South Africa’s civil society and individual citizens responded heroically to defend the long-suffering people of Zimbabwe from more state-sponsored brutality. The South African Transport and Allied Workers’ Union’s refusal to off-load the cargo was heart-warming. Anglican bishop Rubin Phillips and Patrick

Kearney, a former activist and executive of the Diakonia Council of Churches, who made a successful application to the Durban High Court to prevent the weapons from being transported across South Africa, are examples of model citizens, taking on the government — effectively using the democratic institutions — when the government undermines the spirit of democracy, human rights and liberty, not only in South Africa, but abroad. Judge Kate Pillay’s ruling in favour of the application to bar the movement of the arms to Zimbabwe underscores the importance of an independent judiciary, which uses South Africa’s admirable Constitution as a guide in its judgments. But the fact that trade unions, civil groups and political parties in other southern African countries also opposed the off-loading of the deadly weapons in their harbours is ground-breaking.
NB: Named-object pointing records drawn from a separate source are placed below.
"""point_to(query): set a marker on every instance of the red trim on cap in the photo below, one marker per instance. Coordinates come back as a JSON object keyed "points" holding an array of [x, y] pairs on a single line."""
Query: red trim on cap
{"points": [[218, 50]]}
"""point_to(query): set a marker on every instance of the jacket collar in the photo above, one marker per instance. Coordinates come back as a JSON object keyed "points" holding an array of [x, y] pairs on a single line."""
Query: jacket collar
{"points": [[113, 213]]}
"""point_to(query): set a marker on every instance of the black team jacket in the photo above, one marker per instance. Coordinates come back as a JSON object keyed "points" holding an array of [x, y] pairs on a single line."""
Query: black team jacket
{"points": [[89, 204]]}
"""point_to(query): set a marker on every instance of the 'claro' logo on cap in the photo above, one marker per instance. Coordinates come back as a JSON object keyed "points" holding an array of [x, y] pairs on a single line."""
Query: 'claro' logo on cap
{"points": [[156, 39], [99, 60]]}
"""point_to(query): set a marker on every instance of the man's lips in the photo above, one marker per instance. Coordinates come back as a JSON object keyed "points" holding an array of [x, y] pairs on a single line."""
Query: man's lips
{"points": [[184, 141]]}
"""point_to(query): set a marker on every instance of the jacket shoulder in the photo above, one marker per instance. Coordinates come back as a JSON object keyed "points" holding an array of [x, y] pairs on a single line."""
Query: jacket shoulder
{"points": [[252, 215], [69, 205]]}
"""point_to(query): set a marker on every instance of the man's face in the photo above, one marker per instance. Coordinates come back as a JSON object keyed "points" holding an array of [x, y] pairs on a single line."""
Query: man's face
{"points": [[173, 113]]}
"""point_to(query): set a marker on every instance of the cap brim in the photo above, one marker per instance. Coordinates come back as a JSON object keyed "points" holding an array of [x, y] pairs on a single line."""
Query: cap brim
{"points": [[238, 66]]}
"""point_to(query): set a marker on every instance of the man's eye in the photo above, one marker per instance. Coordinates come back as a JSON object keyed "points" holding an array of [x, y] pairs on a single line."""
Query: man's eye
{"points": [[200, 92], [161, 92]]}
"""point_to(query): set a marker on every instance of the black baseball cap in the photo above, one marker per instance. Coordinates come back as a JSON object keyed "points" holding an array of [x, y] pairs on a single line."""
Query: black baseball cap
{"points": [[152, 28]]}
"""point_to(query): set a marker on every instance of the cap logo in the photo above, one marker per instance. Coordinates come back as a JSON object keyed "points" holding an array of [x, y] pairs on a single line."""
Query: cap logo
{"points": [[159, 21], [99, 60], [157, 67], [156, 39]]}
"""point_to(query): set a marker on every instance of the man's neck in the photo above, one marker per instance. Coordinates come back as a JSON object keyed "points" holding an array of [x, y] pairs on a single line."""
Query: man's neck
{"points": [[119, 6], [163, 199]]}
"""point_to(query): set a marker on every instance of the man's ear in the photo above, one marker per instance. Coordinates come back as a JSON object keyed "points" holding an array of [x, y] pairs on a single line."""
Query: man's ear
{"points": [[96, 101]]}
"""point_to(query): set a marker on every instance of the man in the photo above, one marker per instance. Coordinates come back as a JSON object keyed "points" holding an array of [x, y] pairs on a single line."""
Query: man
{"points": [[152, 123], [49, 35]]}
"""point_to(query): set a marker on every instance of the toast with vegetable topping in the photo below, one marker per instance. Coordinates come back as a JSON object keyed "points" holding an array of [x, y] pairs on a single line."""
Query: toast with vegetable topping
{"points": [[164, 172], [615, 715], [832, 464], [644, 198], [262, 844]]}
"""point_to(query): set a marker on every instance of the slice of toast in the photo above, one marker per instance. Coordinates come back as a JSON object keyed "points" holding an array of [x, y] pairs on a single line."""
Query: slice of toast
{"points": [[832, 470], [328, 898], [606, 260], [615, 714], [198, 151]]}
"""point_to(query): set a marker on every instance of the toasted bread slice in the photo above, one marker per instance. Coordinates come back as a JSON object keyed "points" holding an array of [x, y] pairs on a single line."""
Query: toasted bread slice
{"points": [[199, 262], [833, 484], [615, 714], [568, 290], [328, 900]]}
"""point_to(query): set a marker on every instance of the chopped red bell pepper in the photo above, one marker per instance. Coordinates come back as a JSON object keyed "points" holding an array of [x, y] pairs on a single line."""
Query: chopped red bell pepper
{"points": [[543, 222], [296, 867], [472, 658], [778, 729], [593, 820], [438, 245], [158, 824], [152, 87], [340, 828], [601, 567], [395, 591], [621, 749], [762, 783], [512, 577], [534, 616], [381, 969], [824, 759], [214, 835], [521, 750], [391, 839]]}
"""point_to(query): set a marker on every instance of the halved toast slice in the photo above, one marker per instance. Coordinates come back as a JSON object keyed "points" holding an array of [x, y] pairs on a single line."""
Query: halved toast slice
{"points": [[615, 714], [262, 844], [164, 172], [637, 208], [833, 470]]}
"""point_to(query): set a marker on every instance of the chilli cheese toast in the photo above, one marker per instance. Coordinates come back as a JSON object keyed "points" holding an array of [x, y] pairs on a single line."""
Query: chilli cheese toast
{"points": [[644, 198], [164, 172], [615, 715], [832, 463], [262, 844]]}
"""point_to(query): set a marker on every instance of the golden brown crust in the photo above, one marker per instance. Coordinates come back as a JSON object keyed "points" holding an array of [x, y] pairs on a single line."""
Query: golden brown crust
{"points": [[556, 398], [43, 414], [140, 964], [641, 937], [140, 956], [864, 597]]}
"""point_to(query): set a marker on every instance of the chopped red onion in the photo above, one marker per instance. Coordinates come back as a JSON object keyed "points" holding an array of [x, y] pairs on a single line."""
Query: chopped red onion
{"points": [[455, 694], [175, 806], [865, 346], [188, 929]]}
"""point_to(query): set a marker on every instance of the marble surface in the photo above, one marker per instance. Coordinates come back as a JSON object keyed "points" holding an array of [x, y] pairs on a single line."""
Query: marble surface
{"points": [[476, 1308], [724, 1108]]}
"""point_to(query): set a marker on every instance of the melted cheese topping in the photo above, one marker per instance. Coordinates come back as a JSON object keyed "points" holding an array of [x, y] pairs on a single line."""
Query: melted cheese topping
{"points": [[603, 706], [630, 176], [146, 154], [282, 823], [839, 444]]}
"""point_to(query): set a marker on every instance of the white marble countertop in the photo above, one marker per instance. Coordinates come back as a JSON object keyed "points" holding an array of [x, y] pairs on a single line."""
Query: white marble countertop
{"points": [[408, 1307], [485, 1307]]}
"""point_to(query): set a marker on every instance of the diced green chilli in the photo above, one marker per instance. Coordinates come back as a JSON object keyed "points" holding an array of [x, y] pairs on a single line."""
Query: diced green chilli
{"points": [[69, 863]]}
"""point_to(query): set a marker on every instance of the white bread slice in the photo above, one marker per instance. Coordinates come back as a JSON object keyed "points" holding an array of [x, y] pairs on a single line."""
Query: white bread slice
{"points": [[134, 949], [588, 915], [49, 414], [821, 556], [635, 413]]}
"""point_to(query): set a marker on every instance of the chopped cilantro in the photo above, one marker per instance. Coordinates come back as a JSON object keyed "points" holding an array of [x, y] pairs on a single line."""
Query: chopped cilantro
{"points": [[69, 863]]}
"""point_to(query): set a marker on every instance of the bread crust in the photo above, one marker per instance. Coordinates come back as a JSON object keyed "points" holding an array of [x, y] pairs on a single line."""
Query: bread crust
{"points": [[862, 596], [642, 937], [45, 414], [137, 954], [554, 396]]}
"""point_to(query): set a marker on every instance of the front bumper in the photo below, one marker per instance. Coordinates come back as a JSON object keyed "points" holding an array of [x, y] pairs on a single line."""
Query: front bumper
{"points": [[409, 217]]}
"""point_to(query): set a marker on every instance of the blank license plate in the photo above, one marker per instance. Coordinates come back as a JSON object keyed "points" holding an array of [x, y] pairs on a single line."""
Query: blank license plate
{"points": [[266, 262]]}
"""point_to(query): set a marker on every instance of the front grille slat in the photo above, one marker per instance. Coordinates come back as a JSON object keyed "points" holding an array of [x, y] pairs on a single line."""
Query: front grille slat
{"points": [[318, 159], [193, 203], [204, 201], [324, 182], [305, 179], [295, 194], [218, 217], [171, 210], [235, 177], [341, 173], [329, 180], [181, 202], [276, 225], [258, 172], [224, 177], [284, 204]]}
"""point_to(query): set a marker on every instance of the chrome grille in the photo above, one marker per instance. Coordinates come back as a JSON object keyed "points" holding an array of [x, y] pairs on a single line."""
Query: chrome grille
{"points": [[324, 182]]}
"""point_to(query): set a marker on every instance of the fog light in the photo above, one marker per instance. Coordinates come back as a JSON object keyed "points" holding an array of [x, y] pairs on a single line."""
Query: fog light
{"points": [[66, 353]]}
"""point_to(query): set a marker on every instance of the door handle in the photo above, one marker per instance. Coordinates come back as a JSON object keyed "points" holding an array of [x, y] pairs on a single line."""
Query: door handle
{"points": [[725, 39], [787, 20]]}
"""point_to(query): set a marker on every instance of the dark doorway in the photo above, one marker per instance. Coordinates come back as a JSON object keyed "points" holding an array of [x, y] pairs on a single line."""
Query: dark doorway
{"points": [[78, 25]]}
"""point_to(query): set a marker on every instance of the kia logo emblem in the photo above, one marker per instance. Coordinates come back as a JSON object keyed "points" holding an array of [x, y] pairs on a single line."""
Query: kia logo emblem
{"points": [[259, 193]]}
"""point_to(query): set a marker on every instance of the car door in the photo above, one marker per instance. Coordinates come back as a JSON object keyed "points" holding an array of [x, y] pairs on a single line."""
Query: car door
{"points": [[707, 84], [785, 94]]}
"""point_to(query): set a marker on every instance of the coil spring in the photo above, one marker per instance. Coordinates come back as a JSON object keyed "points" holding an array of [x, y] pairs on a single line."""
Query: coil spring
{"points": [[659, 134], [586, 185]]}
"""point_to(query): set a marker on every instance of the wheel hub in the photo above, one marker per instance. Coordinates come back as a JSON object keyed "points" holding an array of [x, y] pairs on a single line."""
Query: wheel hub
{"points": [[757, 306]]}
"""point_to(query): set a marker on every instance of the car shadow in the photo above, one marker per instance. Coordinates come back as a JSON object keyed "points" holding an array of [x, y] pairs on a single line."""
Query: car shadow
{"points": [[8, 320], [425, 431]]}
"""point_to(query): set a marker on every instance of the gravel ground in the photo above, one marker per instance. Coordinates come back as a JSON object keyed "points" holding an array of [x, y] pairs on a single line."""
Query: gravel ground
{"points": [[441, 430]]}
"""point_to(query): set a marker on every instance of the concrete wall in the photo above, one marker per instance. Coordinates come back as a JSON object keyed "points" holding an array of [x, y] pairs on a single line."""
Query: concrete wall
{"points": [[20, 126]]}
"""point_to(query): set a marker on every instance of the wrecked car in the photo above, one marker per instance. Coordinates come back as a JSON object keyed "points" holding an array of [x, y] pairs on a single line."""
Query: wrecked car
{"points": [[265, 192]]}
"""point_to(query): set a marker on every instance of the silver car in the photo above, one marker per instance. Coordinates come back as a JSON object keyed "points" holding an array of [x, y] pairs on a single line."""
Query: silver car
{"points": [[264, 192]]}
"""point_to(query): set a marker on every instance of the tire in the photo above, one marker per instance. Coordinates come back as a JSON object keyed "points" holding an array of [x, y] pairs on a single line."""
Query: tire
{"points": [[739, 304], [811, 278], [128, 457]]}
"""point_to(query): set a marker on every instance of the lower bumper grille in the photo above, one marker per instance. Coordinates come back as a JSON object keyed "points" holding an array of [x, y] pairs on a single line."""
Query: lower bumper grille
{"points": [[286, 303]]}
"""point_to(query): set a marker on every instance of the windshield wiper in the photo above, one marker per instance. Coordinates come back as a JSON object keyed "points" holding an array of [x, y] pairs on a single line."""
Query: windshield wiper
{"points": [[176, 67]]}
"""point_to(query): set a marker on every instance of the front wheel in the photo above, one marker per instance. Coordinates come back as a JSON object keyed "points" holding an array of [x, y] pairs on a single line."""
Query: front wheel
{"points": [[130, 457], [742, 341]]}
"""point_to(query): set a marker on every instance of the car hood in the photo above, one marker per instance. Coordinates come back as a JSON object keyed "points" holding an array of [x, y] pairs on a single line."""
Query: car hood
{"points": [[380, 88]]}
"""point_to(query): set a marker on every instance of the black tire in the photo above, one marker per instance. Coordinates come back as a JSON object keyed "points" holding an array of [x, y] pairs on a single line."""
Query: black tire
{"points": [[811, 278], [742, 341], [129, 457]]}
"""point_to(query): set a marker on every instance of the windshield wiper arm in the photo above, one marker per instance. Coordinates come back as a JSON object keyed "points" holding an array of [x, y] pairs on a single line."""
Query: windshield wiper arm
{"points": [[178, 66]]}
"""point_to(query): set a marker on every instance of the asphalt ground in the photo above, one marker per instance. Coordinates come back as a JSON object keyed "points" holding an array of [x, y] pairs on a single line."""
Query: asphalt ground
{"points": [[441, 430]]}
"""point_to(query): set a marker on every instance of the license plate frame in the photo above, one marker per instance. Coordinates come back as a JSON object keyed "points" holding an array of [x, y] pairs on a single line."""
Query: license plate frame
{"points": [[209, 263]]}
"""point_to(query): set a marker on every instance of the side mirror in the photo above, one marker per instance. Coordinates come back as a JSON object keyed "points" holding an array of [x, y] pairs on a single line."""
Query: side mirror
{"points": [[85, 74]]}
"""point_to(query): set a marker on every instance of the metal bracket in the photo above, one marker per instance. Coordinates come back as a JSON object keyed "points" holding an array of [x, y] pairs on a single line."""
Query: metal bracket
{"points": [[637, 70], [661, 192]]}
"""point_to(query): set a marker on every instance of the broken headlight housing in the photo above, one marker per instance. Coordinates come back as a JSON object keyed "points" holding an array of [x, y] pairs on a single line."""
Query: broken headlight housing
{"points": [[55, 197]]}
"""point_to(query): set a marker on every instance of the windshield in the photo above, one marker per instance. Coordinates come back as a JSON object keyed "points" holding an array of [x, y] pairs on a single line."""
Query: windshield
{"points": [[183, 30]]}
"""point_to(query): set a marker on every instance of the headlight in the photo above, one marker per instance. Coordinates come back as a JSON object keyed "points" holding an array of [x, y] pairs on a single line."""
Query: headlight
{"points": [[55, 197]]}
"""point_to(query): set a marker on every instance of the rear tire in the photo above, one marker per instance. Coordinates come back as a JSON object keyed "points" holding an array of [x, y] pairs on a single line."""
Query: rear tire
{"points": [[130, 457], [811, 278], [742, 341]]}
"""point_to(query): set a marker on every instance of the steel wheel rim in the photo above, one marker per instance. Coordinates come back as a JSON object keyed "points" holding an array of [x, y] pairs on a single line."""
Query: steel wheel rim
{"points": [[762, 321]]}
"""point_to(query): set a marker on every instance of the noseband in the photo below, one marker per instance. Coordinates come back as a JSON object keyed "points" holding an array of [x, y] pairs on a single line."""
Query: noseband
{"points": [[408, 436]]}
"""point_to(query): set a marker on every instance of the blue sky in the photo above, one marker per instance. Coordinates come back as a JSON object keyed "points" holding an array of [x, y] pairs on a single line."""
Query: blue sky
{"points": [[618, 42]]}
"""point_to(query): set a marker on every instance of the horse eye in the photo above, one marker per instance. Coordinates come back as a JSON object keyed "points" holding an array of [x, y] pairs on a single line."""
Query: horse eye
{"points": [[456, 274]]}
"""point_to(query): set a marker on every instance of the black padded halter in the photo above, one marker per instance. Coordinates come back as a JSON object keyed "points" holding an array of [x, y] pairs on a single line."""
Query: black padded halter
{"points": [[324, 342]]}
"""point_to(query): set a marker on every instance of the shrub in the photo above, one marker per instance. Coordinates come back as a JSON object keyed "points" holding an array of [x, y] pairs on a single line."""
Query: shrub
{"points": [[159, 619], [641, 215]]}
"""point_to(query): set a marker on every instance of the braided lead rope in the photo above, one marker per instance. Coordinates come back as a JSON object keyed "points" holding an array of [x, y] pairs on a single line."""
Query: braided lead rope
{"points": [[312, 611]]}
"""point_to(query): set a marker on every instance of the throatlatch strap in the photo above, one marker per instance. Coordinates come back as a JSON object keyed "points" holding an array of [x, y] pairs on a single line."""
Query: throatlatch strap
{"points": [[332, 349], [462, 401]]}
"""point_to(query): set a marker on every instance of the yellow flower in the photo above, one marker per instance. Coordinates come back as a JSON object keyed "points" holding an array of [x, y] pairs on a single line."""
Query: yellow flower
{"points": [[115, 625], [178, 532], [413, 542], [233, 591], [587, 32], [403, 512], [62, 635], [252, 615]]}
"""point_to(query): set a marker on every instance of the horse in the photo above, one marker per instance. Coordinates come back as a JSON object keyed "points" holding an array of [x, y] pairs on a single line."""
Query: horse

Dictators like Mugabe have remained in power for too long because regional leaders have propped them up or kept quiet because being critical of a fellow African leader’s record in power would be seen as a being a puppet of the former colonial powers or betraying the liberation struggle. But keeping silent and doing nothing to denounce dictators because they are black, while they brutalise their citizens (who are mostly black), line their pockets and pillage their countries’ economies in the name of the liberation struggle, is soiling the glorious ideas of the liberation struggle.

Democracy in Africa is not going to be brought by outsiders although their partnership will obviously be helpful. It will be built locally on the kinds of actions that led to the An Yue Jiang returning to China.

It is instructive that immediately after the incident of solidarity for the people of Zimbabwe, Mugabe professed his interest in a government of national unity (of course, with Mugabe at its head, even though he lost the elections), which he has refused since 2000.

Now African civil groups, citizens and governments, in partnership with the Zimbabwean people, must refuse to recognise the government of Mugabe. If the An Ye Jiang action is repeated by African citizens, civil groups and governments, the ruins of Zimbabwe may yet give birth to a new movement for real democracy in Africa.